SMS & Technical Flashcards
Safety Performance Monitoring
Service Measurement, Service Reporting and Service Improvement -
As safety and Assurance we would identify the Service monitoring criteria and would assess the assurance requirements of any improvements that were to be made
What is the difference between between validation and verification?
How is this split across the layers?
verification takes place to ensure that requirements have been met through testing to make sure that we have built it correctly
validation is checking what we have built is correct to be used
DSESAR validation occurs at the Deployment layer to test whether the already verified platform meets the requirements of ATC as the end user and their expectations,
whereas verification occurs at the platform layer and below.
Validation will use techniques such as simulations, whereas verification would include activities such as observations, demonstrations etc
SAF012/SAF019/SAF020/SAF021/SAF022
(Manage Continual Safety Assurance)
SAF12 = Manage Safety Improvment - NATS Safety Steering Group (Safety Improvement Cycles)
SAF19 = Analyse Safety Performance
SAf 20 = Safety Lessons learning
SAF21 = Safety Surveys
SAF22 - Risk-based oversight
What is the SMS? what does it provide?
Its part of the NATS BMS
a legislative and regulatory requirement - contains a core set of safety policies, principles and processes
sets the standard for safety management
objective is to provide NATS’ Managers with the information necessary to apply the Safety Management System within their own areas of activity. “
How do we manage risk?
Risk id Risk analysis Risk treatment Monitor and review Close risk or implement risk event
How do we measure Safety?
We measure safety in a number of ways.
Incidents are assessed and we assign RAT points to each of these, allowing us to quantify our safety performance, in a qualitative way the causal factor trends. Further we set safety monitoring criteria for systems that are going into service and use these alongside the Assurance Cases to identify the current state of the systems which allows us to measure change in performance against.

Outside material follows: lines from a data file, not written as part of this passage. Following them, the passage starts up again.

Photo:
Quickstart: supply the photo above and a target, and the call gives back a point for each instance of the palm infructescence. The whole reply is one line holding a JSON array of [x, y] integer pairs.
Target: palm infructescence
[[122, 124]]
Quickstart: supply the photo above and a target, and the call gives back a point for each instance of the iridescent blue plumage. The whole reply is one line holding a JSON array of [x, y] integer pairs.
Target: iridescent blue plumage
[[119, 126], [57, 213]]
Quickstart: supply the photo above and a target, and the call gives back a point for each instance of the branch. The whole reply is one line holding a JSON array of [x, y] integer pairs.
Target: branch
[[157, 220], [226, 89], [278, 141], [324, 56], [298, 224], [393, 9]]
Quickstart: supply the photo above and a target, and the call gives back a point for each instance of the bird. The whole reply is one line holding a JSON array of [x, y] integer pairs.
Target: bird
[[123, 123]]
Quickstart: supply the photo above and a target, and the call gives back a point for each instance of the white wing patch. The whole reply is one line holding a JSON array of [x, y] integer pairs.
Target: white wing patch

What are System Integrity Requirement and what do they mean to you?
System Integrity Requirements define what the system should do = Functional and Non-functional requirements.
Functional requirements explain how the system must work, while non functional requirements explain how the system should perform
These will be reported on in AADs or the FADs for older systems, and will confirm that the requirements of the system have been met.
I would use this document as evidence that the system performs as expected.
What are Safety Requirements and what do they mean to you?
Safety Requirements are dervied from Hazard Identification workshops, from FMEAs etc. These are fundemantal to what we do as these requirements are in place to mitigate or remove hazards that have been identifed lowering the risk to the operation. These hazards could be functional or non-functional. These workshops and other parts of analysis will lead to System integrity requirements as well.
What are CAP670 Requirements and what do they mean to you?
These are the Air Traffic Services Safety Requirements that are identfiied for use through the Publication.
What are ED109A Requirements and what do they mean to you?
ED109A Requirements identify the assurance level to which the supplier must build assurance. The required assurance level will change depending on the system with this being derived alongside the safety requirements, a more safety critical system will require a higher Assurance Level, the highest NATS can go to is AL-3
What do you understand by the terms high level and low level requirements?
High level requirements would be those that define the overall behaviour of the system - for example user requirements or high-level safety requriements which would say there needs to be a a tool for post operational monitoring - the low-level requriements would define more details of what this should monitor, the type of data to be used etc
What is the difference between functional and non-functional requirements?
Functional Requirements say what the system should do e.g. The system must provide data to a user, The non-fucntional requriements will tell you how it should do that e.g. it should provide the data within 5 seconds, it should store the information for 7 days - these are just examples.
What is a hazard?
A hazard is any condition, circumstance or event that could induce a harmful effect
What 2 categories can hazards be split into
Hazardous conditions -
Hazardous Events
From a NATS perspective we tend to focus on addressing hazardous events.
What are hazard causal factors ?
Hazards result from failures, malfunctions, external events, errors, or a combination of these. (SAE ARP-4761) the result of poor insufficient design, incorrect implementation of a good design, or potential or actual failures that would have to occur in order to result in the condition defined as a hazard.